Finalement, en juin 2016, l’Expert judiciaire déposait son rapport. Il consolidait la victime, retenait un taux de DFP (déficit fonctionnel permanent) de 70%, des besoins en tierce personne de 24h sur 24h, dont 16h actives de jour et 8 h actives de nuit. L’enfant devenu majeur, l’avocat spécialisé mettait en place la mesure de protection et un jugement de tutelle fut rendu. En avril 2016, l’avocat spécialisé prenait des conclusions en ouverture de rapport devant le Tribunal de Grande Instance de Paris et sollicitait la liquidation des dommages corporels de la victime et de sa famille. La compagnie d’assurance prenait des conclusions en défense et contestait bien sûr le rapport d’expertise judiciaire, estimant notamment que ce dernier était nul, que l’expert judicaire n’avait pas respecté le principe du contradictoire, que la consolidation ne pouvait être retenue, et contestait bien sûr l’évaluation de la tierce personne.
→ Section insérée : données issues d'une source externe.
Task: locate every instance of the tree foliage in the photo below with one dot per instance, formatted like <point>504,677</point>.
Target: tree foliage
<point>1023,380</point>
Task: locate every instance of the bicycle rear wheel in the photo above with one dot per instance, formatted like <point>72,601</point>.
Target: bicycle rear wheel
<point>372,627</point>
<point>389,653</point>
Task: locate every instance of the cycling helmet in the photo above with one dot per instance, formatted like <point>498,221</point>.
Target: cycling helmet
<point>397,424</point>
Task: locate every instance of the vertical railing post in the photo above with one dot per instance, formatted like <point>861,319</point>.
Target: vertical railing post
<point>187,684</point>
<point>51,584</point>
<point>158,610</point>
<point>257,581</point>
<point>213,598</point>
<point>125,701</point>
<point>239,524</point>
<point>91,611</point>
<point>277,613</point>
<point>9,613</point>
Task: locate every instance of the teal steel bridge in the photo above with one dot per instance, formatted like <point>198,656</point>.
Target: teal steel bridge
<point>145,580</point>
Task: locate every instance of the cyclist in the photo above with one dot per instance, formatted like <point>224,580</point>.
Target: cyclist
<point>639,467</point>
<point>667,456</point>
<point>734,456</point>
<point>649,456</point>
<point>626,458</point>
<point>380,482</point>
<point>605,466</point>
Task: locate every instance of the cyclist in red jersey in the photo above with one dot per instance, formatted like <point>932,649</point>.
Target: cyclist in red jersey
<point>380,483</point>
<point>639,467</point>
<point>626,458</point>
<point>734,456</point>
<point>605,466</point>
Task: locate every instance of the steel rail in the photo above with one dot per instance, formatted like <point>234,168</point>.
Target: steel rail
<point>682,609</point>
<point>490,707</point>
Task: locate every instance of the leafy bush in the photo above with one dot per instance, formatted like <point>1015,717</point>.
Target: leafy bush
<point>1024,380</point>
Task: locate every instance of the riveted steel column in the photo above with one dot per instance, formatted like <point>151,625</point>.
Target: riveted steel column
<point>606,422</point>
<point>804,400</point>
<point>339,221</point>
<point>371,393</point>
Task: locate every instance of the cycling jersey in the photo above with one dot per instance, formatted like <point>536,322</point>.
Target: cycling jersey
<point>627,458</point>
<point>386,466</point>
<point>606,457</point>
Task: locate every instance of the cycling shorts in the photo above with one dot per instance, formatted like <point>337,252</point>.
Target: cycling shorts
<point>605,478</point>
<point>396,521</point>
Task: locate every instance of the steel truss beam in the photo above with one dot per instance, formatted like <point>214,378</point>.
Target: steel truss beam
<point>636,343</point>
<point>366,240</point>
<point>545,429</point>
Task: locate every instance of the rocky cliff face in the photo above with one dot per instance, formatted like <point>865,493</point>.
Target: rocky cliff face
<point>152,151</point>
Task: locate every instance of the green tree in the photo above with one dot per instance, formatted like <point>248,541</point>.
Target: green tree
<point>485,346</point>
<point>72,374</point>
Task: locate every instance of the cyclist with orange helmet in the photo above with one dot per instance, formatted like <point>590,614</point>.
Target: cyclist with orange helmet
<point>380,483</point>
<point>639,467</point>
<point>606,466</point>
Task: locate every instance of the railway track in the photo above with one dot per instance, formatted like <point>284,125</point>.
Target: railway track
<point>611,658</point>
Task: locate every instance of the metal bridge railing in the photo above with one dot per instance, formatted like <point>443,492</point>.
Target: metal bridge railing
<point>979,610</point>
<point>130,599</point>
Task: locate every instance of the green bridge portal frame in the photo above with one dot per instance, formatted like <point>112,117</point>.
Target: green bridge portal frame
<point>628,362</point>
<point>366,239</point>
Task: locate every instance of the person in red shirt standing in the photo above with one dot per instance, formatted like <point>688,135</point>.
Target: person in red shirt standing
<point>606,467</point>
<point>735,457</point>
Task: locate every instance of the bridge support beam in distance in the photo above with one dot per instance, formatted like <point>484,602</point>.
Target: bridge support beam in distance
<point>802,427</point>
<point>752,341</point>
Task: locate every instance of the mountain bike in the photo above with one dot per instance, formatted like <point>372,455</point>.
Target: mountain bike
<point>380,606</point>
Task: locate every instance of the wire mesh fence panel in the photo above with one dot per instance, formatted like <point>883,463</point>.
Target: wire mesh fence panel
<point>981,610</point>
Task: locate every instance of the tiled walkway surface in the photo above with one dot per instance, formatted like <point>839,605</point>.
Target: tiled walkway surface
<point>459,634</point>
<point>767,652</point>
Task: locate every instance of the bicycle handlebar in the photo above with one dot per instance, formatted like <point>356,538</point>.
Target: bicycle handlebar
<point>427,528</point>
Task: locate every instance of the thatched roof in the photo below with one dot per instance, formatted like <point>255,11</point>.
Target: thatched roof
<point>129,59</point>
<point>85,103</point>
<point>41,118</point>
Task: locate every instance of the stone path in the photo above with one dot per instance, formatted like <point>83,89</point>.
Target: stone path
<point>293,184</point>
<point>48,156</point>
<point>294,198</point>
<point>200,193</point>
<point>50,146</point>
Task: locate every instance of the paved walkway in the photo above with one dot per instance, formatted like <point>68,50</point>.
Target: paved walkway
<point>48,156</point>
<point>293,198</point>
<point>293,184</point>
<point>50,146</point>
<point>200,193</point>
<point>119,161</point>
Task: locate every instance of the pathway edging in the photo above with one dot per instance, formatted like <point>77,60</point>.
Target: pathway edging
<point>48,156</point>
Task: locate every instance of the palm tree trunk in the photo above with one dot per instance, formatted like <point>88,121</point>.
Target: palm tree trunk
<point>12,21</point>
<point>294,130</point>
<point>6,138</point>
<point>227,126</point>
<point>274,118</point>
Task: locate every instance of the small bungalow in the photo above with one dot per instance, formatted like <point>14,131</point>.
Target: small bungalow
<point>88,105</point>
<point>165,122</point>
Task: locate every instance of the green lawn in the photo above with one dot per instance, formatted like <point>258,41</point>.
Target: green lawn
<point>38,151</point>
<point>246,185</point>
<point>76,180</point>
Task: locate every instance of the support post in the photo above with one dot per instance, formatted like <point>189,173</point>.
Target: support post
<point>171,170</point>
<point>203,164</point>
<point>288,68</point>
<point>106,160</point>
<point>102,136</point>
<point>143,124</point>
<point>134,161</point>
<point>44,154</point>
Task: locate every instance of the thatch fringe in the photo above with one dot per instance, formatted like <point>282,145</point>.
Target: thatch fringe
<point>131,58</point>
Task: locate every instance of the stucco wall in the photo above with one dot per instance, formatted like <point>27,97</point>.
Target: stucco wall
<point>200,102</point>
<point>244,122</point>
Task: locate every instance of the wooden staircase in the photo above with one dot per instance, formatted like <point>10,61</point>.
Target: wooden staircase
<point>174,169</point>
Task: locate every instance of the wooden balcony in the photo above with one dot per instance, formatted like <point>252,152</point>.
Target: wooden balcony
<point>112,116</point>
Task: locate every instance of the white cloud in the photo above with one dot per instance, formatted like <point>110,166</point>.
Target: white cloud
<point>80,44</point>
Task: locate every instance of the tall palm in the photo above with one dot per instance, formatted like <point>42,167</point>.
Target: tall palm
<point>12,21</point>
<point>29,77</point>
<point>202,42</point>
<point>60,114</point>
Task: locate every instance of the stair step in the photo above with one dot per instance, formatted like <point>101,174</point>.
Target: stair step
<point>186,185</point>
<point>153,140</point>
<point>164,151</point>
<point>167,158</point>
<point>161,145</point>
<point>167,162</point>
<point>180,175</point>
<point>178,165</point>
Pourquoi les besoins en tierce personne étaient-ils contestés ?

Bien évidemment, les besoins en tierce personne étaient au coeur de la contestation. D’une part, la compagnie d’assurances estimait que pendant son jeune âge les besoins de la victime étaient moindres et qu’ils étaient moindres également lors des prises en charge par des services tiers, et elle contestait les taux horaires sollicités par la victime. D’autre part, la compagnie d’assurances contestait l’évaluation des besoins en tierce personne active après consolidation, proposant de la voir fixer à 6 heures par jour alors que la victime confirmait l’évaluation de l’expert à hauteur de 16 heures par jour, soit une différence de 10 heures d’aide active en moins, ce qui était considérable. Le coût de la tierce personne, par le choix du taux horaire et du barème de capitalisation, était également contesté.

L’avocat spécialisé a dû conclure longuement, prenant 4 jeux de conclusions pour contester les prétentions de la compagnie d’assurances et communiquant 145 pièces pour obtenir satisfaction après 14 années de procédure. L’affaire fut longuement plaidée en novembre 2017, et un jugement fut rendu par la 19ème chambre civile du Tribunal de Grande Instance de Paris le 16 janvier 1918 qui donnait gain de cause à l’enfant. Ce jugement n’a pas été contesté par la compagnie d’assurances, il est définitif. Le Tribunal allouait à la victime une indemnisation totale de plus de 11 millions d’euros, soit une somme en capital de 3.000.000€ ainsi qu’une rente annuelle viagère et indexée de 191.000€ au titre de la tierce personne et une deuxième rente annuelle au titre du préjudice professionnel, totalisant la somme capitalisée de 8.500.000€.

L’avocat spécialisé remercie la victime et ses parents. Durant ces 13 années de procès tout a été obtenu, l’avocat a eu la chance d’avoir une famille exemplaire qui lui a toujours fait confiance, sans remettre en question ses décisions. La confiance a toujours été là, ce qui a permis l’aboutissement heureux de cette procédure, qui permet à la jeune victime, âgée maintenant de 20 ans, de vivre en toute sécurité, toute sa vie, avec les siens.

Catherine Meimon Nisenbaum, avocate au Barreau de Paris, octobre 2018.